Last reviewed: May 2026 · Haute MD Editorial Team
GLP-1 receptor agonists are FDA-approved for adults with type 2 diabetes, chronic weight management in those with a BMI of 30 or higher (or 27 or higher with a weight-related condition such as hypertension, dyslipidemia, prediabetes, sleep apnea, or fatty liver), cardiovascular risk reduction in certain populations, and — for tirzepatide — moderate-to-severe obstructive sleep apnea in adults with obesity. Eligibility is increasingly evaluated on overall metabolic risk, not weight alone.
Clinical eligibility criteria
Standard FDA indications for weight management: BMI ≥30, or BMI ≥27 with at least one weight-related condition (type 2 diabetes, hypertension, dyslipidemia, cardiovascular disease, prediabetes, obstructive sleep apnea, MASLD/fatty liver, osteoarthritis, or PCOS). For type 2 diabetes, indication is broader and includes most adults with HbA1c above goal. Wegovy is now approved for cardiovascular risk reduction in adults with overweight/obesity and established cardiovascular disease. Zepbound is approved for moderate-to-severe OSA in adults with obesity.
Who should not take GLP-1 medications
Contraindications include personal or family history of medullary thyroid carcinoma (MTC) or multiple endocrine neoplasia syndrome type 2 (MEN2), prior severe hypersensitivity to the drug, and active pancreatitis. Caution is warranted in patients with a history of pancreatitis, severe gastroparesis, gallbladder disease, diabetic retinopathy (semaglutide), pregnancy, or breastfeeding. Patients with active eating disorders or severe gastroparesis are typically poor candidates.
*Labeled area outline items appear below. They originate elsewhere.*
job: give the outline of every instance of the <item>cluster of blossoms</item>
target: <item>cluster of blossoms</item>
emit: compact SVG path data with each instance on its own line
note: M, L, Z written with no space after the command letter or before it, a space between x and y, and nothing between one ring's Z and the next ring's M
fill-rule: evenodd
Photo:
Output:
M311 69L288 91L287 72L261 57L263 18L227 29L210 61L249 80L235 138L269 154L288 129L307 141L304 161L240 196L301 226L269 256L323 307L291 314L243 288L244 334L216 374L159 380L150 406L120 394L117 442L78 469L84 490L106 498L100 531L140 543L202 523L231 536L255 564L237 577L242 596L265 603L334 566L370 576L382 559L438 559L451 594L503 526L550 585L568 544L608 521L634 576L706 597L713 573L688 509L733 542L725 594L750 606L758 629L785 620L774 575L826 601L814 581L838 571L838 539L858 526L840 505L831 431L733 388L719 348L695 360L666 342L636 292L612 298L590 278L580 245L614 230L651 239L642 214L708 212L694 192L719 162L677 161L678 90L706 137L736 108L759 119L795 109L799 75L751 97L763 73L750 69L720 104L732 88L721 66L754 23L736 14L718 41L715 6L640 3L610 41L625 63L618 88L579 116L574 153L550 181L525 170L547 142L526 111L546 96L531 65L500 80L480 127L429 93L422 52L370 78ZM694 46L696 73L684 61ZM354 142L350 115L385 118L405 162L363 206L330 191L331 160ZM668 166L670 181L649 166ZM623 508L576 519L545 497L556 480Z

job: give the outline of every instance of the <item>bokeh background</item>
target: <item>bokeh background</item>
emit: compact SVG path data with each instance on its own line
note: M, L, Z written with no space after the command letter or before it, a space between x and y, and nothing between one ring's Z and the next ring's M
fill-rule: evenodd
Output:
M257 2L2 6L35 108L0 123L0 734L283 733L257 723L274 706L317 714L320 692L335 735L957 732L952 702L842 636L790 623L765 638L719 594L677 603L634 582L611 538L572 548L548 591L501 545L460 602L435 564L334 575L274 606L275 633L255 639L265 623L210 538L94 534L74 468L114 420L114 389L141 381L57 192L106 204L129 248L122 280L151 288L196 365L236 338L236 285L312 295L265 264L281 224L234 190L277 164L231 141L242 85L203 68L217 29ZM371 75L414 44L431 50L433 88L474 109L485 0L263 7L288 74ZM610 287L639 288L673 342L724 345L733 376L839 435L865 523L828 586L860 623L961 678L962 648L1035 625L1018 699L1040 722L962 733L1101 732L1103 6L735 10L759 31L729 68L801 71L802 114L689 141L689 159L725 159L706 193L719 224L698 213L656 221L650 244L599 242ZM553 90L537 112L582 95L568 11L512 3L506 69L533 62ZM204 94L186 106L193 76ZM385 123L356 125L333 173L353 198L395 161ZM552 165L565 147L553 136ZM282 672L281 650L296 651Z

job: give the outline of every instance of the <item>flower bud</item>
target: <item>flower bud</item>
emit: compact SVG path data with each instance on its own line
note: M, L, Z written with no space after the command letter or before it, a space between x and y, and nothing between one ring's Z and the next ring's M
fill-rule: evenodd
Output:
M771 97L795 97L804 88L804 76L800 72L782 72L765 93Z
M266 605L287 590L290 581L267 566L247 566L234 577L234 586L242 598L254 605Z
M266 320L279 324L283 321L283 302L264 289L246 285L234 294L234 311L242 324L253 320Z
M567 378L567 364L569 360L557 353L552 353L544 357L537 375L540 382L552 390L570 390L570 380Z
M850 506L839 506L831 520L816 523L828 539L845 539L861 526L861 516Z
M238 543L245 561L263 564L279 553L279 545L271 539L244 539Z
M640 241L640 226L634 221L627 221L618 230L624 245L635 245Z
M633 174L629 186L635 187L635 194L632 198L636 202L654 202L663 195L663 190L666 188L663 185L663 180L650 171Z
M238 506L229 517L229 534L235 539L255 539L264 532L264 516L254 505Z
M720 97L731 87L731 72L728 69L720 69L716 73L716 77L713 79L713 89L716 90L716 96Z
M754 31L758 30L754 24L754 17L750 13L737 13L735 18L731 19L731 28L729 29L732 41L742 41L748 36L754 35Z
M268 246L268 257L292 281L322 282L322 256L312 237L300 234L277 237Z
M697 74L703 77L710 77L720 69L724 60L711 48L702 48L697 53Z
What a good candidate looks like in practice
An ideal candidate has documented obesity or overweight with comorbidity, has tried lifestyle modification, is committed to a long-term approach (these are chronic disease medications), has appropriate insurance or financial planning for cost, and is willing to combine the medication with protein-forward nutrition, resistance training, and follow-up labs. Physicians should screen for thyroid history, gallbladder disease, eating disorders, and pregnancy plans before prescribing.
Frequently Asked Questions
Can I get GLP-1 therapy if I'm only 15 pounds overweight?
Not under FDA-approved indications unless you have a weight-related comorbidity and a BMI of at least 27. Some longevity practices use lower-dose protocols off-label for metabolic optimization in lower-BMI patients, but this is not on-label.
Do I need to fail diet and exercise first?
Many insurance plans require documented attempts at lifestyle modification before covering GLP-1 therapy. Clinically, lifestyle modification is always recommended in parallel with — not as a prerequisite to — medical therapy for established obesity.
Are GLP-1 medications safe for older adults?
Yes, with appropriate monitoring. Older adults benefit from cardiovascular and glycemic improvements but are at higher risk for sarcopenia, so preserving muscle mass through protein and resistance training is especially important.
Can teens take GLP-1 medications?
Wegovy is FDA-approved for adolescents 12 and older with obesity. Saxenda (liraglutide) is also approved for adolescents 12+. Both should be used under specialist supervision.